The following scenario.
We have our data sitting in the NoSql DB HBase (on HDP - currently 2.3.x - potentially soon 2.4). The requirement exists to access this data with SQL-type queries via JDBC, ODBC.
Now my question: Are there best practices here how todo this ? What worked well, what did not ? We have tried out Apache Phoenix but it is not so ideal so far (e.g. has no ODBC driver – only available via 3rd party is our understanding).
Any experiences with Apache Drill ? Is this more suitable ? https://drill.apache.org/team/
From the description it sounds promising.
Another alternative now especially as of HDP 2.4 seems to be Apache HAWQ (MPP).
Unsure how it works in practice in combination with HBase.
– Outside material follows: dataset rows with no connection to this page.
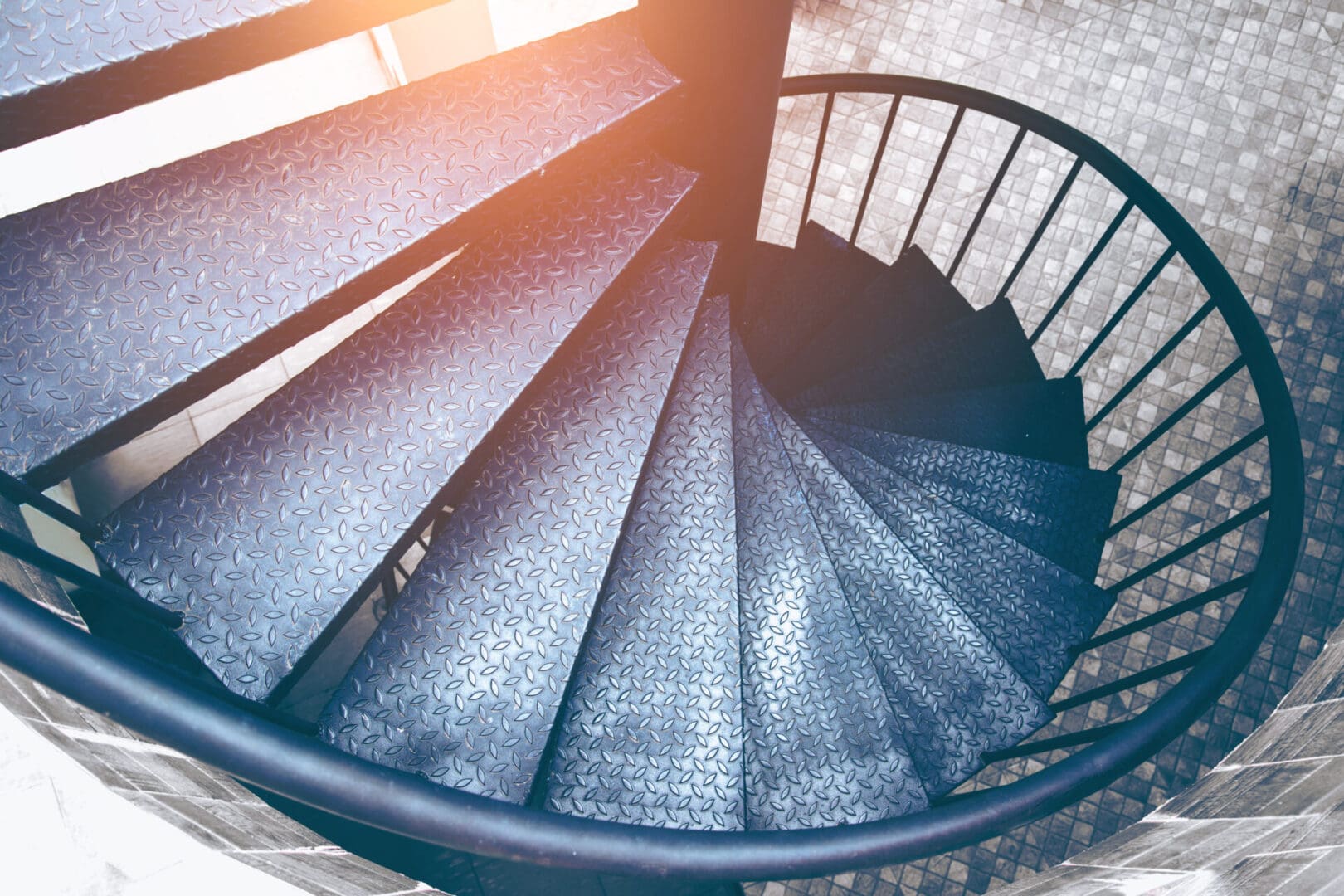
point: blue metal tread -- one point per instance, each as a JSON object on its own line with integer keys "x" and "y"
{"x": 1032, "y": 610}
{"x": 67, "y": 62}
{"x": 269, "y": 533}
{"x": 463, "y": 680}
{"x": 652, "y": 728}
{"x": 823, "y": 744}
{"x": 821, "y": 275}
{"x": 905, "y": 304}
{"x": 1054, "y": 509}
{"x": 986, "y": 348}
{"x": 124, "y": 304}
{"x": 1040, "y": 419}
{"x": 956, "y": 694}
For sure we don’t want to store data twice (might not be required when using PXF - http://hawq.docs.pivotal.io/docs-hawq/topics/PXFInstallationandAdministration.html#accessinghbasedat.... Unsure though if PXF on HBase files then is still fast or really you need the data then in HAWQ directly which we dont want as the store is HBase.
And finally - http://kylin.apache.org/.
That is the OLAP Cube on Hadoop Approach which has metadata in Hive and actual data stored in HBase and as per description allows sub-second sql results via JDBC, ODBC etc.
If there are best practices, lessons learned, experiences with one of those in combination with HBase, I would be interested in the details.
There is customer who deploys Kylin along side hbase in production.
Note you need to checkout the following branch of Kylin to work with hbase 1.x releases:
Apache phoenix can be accessed through a jdbc connection (https://phoenix.apache.org/) or by establishing a queryServer connection (https://phoenix.apache.org/server.html). If you want to test the jdbc connection, feel free to try sqlline.py shipped script. For the queryServer sample, please use sqlline-thin.py.
thank you all for the answers so far. it seems there are quite some projects in this area here. Somehow the best practice etc, benchmarks will come-out over time I assume. Another option is probably also soon out there. http://de.hortonworks.com/blog/future-apache-hadoop/ Hive 2.0 - "The Hive community is working towards a 2.0 release of Hive that includes significant new features and performance improvements. These include: * Adding LLAP, a daemon layer that enables sub-second response time."